In the frame

The Guggenheim's Nancy Spector told Trump to flush off

Installation view: Maurizio Cattelan, America, Solomon R. Guggenheim Museum, New York, 15 September 2016–15 September 2017 Photo: Kristopher McKay

Sometimes, life hands you a situation that is so perfect, you have to stand back and admire it for a moment. This is one of those times. The Washington Post revealed that the White House asked last year to borrow Van Gogh’s Landscape With Snow (1888) from the Guggenheim’s permanent collection, to hang in the president’s private quarters. Nancy Spector, the museum’s chief curator, politely declined.
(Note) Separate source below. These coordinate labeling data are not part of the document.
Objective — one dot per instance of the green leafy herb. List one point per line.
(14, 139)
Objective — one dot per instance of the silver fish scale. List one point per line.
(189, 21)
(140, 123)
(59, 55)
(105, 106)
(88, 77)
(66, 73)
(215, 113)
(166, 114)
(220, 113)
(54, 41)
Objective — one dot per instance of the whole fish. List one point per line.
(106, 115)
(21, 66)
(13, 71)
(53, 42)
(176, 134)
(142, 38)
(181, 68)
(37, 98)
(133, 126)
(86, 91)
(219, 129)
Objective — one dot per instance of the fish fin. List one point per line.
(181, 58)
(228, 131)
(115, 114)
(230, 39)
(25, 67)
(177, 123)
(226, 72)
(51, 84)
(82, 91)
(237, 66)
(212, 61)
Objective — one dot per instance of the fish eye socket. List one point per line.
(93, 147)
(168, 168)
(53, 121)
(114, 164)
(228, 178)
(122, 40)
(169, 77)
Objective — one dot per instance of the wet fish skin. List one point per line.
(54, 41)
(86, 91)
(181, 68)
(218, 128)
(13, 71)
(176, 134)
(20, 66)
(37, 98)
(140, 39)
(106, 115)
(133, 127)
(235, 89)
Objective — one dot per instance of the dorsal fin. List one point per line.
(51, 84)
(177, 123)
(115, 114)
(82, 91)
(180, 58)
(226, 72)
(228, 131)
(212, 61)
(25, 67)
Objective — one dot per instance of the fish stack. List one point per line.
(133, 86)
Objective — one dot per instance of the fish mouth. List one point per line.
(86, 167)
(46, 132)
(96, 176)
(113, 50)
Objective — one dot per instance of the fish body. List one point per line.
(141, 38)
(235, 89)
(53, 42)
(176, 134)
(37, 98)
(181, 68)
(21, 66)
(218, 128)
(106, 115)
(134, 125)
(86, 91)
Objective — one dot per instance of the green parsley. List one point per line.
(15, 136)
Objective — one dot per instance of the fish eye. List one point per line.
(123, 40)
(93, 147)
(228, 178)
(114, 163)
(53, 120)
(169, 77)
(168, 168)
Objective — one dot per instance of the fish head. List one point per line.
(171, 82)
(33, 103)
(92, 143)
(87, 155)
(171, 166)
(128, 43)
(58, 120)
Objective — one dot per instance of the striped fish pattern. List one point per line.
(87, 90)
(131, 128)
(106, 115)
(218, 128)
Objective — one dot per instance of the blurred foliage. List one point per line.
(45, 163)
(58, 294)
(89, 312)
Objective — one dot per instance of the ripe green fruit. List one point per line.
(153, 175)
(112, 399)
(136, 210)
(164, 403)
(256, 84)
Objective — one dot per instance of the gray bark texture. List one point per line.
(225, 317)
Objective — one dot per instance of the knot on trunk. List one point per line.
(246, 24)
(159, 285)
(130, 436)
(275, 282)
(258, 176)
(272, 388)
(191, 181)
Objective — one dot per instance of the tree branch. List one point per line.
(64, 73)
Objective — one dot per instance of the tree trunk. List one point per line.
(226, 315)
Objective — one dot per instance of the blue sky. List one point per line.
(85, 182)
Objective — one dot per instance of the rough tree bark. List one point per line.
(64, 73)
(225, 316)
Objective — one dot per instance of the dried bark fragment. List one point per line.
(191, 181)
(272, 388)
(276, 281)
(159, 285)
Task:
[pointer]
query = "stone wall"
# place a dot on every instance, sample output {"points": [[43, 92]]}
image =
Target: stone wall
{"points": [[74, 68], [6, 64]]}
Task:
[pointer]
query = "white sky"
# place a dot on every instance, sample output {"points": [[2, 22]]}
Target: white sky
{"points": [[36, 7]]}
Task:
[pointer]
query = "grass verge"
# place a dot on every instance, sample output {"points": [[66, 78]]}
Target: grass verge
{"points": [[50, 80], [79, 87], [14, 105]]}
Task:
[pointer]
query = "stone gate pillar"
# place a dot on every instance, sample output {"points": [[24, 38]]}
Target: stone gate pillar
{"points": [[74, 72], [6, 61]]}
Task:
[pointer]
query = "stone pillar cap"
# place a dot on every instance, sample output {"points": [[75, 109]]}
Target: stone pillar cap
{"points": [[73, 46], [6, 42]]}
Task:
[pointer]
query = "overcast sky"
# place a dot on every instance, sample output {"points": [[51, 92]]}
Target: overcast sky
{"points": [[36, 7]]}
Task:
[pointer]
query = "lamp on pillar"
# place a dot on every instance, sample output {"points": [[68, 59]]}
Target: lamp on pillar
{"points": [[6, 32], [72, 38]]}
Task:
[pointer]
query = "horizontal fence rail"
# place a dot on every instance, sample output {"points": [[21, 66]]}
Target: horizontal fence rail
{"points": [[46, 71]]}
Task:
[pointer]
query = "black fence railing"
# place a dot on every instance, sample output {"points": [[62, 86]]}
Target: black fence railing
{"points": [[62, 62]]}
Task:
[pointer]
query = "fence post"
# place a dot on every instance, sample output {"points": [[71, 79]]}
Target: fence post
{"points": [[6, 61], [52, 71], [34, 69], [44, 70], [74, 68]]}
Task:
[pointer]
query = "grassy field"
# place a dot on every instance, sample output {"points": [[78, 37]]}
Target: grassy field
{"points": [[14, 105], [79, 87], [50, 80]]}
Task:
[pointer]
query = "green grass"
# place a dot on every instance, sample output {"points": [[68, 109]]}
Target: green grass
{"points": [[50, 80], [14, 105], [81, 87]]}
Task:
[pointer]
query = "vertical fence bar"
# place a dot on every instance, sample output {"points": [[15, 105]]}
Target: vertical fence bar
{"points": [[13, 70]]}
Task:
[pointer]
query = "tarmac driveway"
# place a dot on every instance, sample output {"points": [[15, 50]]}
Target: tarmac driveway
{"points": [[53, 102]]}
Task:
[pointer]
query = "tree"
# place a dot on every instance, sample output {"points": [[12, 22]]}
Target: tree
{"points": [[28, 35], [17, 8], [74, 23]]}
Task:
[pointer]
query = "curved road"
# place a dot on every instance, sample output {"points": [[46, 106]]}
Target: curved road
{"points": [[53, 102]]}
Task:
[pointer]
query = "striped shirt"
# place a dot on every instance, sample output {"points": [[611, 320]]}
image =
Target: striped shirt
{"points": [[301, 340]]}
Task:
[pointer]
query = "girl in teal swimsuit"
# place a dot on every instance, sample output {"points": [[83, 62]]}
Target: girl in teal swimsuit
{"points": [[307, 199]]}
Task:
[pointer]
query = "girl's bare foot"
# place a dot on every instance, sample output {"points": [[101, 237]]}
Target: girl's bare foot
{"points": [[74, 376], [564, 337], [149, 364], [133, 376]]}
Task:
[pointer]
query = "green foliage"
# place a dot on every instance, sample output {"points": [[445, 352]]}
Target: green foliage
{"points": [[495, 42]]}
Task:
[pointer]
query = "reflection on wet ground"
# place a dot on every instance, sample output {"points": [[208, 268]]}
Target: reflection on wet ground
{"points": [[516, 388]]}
But she offered Donald and Melania an alternative: Maurizio Cattelan’s interactive work America, which had recently come off public view at the Guggenheim, and was available for a long-term loan. “It is a solid, 18k gold toilet that was installed in one of our public restrooms for all to use in a wonderful act of generosity,” Spector wrote in an email that has made her an art world hero. “The work beautifully channels the history of 20th-century avant-garde art by referencing Marcel Duchamp’s famous urinal of 1917.” While Trump is known for his gilded tastes, it does not appear that he took the Guggenheim up on its offer. And when asked about the work’s meaning and the loan, Cattelan answered the Post in his usual enigmatic style: “What’s the point of our life? Everything seems absurd until we die and then it makes sense.”